Not only would an exit by the United States mean the end of funding to programs that help poor nations cope, but it would also mean that the US would no longer have to cut emissions.

“Four years of the Trump administration may have only modest consequences, but eight years of bad policy would probably wreck the world’s chances of keeping warming below the international target of 2 degrees Celsius,” Professor Michael Oppenheimer of Princeton University told Bloomberg via email, adding that, “The odds of our avoiding the climate-danger zone would fade to zero.”

Trump's blindspot

It is no surprise that German Prime Minister Angela Merkel has been outspoken in her public appearances since the G7 meeting, saying publicly that, "The era in which we could fully rely on others is over to some extent."

While Ms.

Merkel's comments may be inspired by an election year in Germany, the split that seems to be developing between the US and traditional allies in Europe bears watching. Organizations like NATO hang in the balance, and the post-WW2 world order looks more frail all the time.

Unintended consequences

While Trump doesn't seem to mind playing fast and loose in global politics, his actions may have ramifications beyond his present mindset.

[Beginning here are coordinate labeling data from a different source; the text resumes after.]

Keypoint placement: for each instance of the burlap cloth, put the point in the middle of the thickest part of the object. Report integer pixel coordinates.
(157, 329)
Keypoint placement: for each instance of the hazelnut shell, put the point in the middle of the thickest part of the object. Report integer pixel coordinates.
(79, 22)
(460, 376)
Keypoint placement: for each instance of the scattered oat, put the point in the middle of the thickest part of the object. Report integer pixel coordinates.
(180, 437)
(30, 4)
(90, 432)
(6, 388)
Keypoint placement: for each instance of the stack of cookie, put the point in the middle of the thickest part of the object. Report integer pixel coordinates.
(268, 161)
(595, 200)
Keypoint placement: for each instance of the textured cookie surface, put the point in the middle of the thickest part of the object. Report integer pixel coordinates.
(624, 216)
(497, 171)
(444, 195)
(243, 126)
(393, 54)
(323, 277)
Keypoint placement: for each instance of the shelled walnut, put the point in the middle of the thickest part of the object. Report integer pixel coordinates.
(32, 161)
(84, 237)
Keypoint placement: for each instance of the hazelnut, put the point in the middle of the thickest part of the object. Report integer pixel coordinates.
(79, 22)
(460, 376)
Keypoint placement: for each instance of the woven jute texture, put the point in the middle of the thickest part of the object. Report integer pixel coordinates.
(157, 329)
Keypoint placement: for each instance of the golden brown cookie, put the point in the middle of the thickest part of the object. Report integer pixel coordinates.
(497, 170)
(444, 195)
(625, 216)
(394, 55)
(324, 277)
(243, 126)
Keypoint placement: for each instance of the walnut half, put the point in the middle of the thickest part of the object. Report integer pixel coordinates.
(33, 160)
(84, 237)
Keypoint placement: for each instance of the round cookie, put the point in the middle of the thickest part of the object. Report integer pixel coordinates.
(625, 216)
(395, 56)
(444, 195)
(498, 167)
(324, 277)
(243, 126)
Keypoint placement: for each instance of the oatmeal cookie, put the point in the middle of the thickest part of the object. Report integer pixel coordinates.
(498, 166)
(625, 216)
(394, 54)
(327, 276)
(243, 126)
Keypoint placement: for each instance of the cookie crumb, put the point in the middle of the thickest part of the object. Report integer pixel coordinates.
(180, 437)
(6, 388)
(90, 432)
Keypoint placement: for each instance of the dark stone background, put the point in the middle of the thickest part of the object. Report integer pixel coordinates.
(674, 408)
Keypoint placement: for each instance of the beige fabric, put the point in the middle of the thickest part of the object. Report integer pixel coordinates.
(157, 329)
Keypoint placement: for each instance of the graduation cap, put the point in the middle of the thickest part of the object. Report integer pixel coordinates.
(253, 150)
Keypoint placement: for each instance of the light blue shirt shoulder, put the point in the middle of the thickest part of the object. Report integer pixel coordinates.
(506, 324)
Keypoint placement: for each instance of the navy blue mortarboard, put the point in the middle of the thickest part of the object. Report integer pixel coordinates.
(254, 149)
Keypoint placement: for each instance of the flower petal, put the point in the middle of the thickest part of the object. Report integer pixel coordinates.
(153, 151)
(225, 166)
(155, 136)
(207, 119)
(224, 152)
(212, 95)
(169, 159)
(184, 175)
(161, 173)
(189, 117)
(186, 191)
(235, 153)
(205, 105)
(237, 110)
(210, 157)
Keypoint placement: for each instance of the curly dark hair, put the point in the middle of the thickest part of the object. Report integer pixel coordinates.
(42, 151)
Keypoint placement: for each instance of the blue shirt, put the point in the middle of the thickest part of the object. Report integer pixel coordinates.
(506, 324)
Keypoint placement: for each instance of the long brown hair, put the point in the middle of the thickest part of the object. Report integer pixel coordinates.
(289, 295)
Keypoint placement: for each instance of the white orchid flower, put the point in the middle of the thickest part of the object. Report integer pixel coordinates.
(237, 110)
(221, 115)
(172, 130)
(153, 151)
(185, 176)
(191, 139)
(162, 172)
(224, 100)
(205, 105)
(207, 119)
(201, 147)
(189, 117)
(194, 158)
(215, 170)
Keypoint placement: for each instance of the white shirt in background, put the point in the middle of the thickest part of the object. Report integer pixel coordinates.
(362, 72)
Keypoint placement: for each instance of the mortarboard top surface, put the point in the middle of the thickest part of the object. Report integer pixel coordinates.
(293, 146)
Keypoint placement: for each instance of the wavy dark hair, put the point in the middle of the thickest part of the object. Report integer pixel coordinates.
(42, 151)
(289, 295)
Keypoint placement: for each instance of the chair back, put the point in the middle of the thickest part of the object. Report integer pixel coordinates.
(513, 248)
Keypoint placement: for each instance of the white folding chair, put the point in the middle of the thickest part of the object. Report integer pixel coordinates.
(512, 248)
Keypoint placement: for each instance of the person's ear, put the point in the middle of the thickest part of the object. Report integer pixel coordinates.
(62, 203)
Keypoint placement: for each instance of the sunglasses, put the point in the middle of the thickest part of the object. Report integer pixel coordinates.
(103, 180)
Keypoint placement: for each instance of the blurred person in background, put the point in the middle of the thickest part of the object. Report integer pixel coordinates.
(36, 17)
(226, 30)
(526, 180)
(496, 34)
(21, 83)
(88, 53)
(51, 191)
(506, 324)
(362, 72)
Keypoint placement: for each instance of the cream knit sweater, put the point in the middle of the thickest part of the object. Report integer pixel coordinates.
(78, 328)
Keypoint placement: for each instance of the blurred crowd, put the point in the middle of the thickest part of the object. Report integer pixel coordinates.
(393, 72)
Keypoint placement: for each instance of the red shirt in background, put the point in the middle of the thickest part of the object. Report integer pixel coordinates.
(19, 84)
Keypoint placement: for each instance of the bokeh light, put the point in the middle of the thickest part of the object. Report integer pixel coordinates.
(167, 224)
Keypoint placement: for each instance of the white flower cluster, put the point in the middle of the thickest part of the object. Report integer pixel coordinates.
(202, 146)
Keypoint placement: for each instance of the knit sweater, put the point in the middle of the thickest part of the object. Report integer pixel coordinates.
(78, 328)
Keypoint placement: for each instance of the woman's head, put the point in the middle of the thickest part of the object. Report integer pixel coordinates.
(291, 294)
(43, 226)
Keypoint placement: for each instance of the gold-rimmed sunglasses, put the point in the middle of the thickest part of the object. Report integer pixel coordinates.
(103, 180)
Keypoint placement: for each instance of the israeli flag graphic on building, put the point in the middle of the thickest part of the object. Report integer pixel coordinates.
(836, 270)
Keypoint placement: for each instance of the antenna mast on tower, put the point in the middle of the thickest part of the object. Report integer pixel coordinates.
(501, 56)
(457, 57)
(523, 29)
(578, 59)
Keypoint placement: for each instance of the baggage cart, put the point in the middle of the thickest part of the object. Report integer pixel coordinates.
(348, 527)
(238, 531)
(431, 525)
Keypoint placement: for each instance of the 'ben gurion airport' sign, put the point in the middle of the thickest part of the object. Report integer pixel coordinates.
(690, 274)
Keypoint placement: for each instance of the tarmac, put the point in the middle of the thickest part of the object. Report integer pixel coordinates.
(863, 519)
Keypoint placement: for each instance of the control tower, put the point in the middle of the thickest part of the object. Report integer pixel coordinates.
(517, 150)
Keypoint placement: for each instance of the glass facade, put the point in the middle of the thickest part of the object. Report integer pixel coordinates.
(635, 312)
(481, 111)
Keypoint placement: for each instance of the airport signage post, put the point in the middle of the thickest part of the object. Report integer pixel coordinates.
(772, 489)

The US relies on NATO member states to project power in Eurasia, and with the fraying alliances, future transatlantic cooperation is being called into question across the board.

It will be interesting to see what President Trump decides to do in regard to The Paris Accords, but it would seem that at this point, there are already actions underway in Europe. If these divisions continue to widen, there is no telling where the next major fissure will appear in the once stable fabric of the old world order.